Climate change is one of the hottest debates in the world right now.
As you know, an overwhelming majority of the scientific community agrees that humans are affecting climate.
And here in the United States, several key members of the Trump administration — including the new Environmental Protection Agency chief, Scott Pruitt — doubt the veracity of the “science.”
We’re not picking sides today. But either way, the stage is set for an epic showdown.
And as senior analyst Jonathan Rodriguez reveals below, the methods to “fix” climate change are even more controversial than the science itself.
Ahead of the Tape,
Chief Investment Strategist, Wall Street Daily
Drastic Times… Drastic Measures
Whether it’s the result of human activities or part of a natural cycle, there’s little question that surface temperatures around the world are going up.
What is up for debate, though, is how to deal with it.
The most touted method of slowing down rising temperatures is to reduce the amount of global carbon emissions.
As you may know, biological decomposition emits carbon naturally. Carbon is also released as we burn fossil fuels like coal, oil and natural gas.
And many governments worldwide enforce greenhouse gas reduction by discouraging fossil fuel burning through taxation and policy.
The problem is much of the world relies on these fuels for the majority of their power needs. Not to mention, the energy sector makes up a large slice of global GDP.
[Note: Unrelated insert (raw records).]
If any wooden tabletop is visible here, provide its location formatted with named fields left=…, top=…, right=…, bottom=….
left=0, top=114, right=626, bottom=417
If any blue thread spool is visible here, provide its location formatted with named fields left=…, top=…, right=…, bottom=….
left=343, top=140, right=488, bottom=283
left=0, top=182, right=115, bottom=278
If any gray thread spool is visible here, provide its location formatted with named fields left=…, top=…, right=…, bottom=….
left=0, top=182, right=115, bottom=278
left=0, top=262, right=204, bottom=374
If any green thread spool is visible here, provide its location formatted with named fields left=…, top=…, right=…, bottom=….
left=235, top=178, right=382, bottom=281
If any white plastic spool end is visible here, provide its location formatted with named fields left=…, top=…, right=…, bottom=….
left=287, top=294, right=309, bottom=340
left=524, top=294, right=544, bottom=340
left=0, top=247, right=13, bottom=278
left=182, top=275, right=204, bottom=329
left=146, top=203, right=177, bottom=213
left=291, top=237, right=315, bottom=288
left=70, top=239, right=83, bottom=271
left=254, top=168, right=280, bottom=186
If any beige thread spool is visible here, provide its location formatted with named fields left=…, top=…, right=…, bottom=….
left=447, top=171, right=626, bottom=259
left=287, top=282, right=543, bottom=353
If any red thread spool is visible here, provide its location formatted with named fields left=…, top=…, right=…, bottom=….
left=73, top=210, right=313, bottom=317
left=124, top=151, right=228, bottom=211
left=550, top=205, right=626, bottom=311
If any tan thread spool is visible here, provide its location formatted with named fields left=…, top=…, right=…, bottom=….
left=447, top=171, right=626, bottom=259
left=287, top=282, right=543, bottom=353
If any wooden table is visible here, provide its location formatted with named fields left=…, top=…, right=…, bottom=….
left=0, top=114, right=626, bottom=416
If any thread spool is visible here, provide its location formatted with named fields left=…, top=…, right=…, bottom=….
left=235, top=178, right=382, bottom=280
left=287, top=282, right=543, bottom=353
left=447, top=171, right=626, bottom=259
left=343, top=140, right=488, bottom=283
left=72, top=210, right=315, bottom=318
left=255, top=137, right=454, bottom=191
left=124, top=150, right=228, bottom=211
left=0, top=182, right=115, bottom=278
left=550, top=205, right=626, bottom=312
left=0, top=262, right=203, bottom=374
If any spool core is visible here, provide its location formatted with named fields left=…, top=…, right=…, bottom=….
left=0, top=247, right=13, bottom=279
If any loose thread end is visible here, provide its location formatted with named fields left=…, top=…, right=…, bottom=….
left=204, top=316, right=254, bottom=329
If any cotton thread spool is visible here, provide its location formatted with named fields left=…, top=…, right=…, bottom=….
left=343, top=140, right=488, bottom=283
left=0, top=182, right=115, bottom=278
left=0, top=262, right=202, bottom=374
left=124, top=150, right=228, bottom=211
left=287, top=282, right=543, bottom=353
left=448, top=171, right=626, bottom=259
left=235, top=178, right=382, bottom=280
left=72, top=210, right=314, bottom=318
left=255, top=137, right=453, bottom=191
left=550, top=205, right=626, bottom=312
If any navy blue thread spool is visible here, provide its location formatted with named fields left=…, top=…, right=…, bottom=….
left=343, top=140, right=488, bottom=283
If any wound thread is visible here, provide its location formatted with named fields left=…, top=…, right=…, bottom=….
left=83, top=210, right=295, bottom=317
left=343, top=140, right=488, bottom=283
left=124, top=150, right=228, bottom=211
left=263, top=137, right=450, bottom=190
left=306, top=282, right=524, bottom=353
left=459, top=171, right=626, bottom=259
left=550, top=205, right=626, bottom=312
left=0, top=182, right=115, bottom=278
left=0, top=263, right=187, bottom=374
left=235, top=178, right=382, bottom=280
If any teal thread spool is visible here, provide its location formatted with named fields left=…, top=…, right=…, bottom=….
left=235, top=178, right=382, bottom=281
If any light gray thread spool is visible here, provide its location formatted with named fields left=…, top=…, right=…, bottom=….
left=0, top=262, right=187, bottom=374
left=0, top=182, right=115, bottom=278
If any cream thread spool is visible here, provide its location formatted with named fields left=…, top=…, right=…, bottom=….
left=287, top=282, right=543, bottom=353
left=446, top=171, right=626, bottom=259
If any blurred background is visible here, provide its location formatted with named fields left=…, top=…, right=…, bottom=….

In other words, reducing carbon in this manner won’t be quick or easy.
So to rapidly decelerate climate change, some scientists are turning to even more drastic measures: hacking the planet.
Methods of Madness
The field of geoengineering aims to alter the Earth’s environment on purpose to reverse global warming.
Researchers in this field are split into two camps…
Geoengineering Method #1: Deflecting Solar Rays
The first camp believes that solar radiation management (SRM) — or deflecting sunlight — is the key to fixing climate change.
One of the most popular SRM techniques involves cloud creation to block the sun.
Scientists propose pumping sulfate aerosols into the atmosphere to stimulate deep, dark cloud cover. As you may know, these are the same chemicals that volcanoes release into the air when they erupt.
This geoengineering method is one of the most cost-effective, according to researchers.
Harvard professor of applied physics David Keith estimates that it would cost $700 million annually to deliver 250,000 metric tons of sulfuric acid into the atmosphere.
The downside risk is that these chemicals could eat away at an already depleted ozone layer.
Not to mention that weather patterns could be drastically affected around the world — in ways computers can’t accurately predict. (Imagine, for instance, a nuclear winter with no end in sight.)
SRM researchers have also suggested launching a massive array of satellites equipped with mirrors into space to reflect sunlight away from Earth. Or using a giant lens to refract light around the planet.
These applications are presently too costly to implement now but represent the wide range of SRM possibilities.
Geoengineering Method #2: Death by Plankton
The other camp of climate hacking researchers are working on methods of capturing greenhouse gases.
One popular yet controversial strategy is iron fertilization. That is, boosting the levels of iron in the ocean to stimulate the growth of plankton.
These oceanic organisms use photosynthesis to convert carbon dioxide into food and shelter. And as plankton die, they fall to the bottom of the ocean – hopefully, trapping carbon dioxide there for centuries.
Just fertilizing 2% of the Southern Ocean could reduce world temperatures by 2 degrees Celsius, according to Oliver Wingenter of the New Mexico Institute of Mining and Technology.
But as with many SRM methodologies, scientists aren’t sure of its long-term effects on weather patterns. And the United Nations has limited testing out of fear of ocean toxicity.
To the Victor Go the Bio-Hacking Spoils
Now, geoengineering isn’t new. Scientists have been experimenting with altering climate change since the 1970s.
But today’s technological advances have made climate hacking not only more cost-effective but much more feasible.
And although these emerging technologies are still being tested and studied for scalability, geoengineering represents a potentially lucrative tech front.
And if geoengineers can convince the world that their methods are safe and figure out how to implement solutions cheaply, the financial windfalls could be enormous.
We’ll track the situation closely for any potential ways to profit.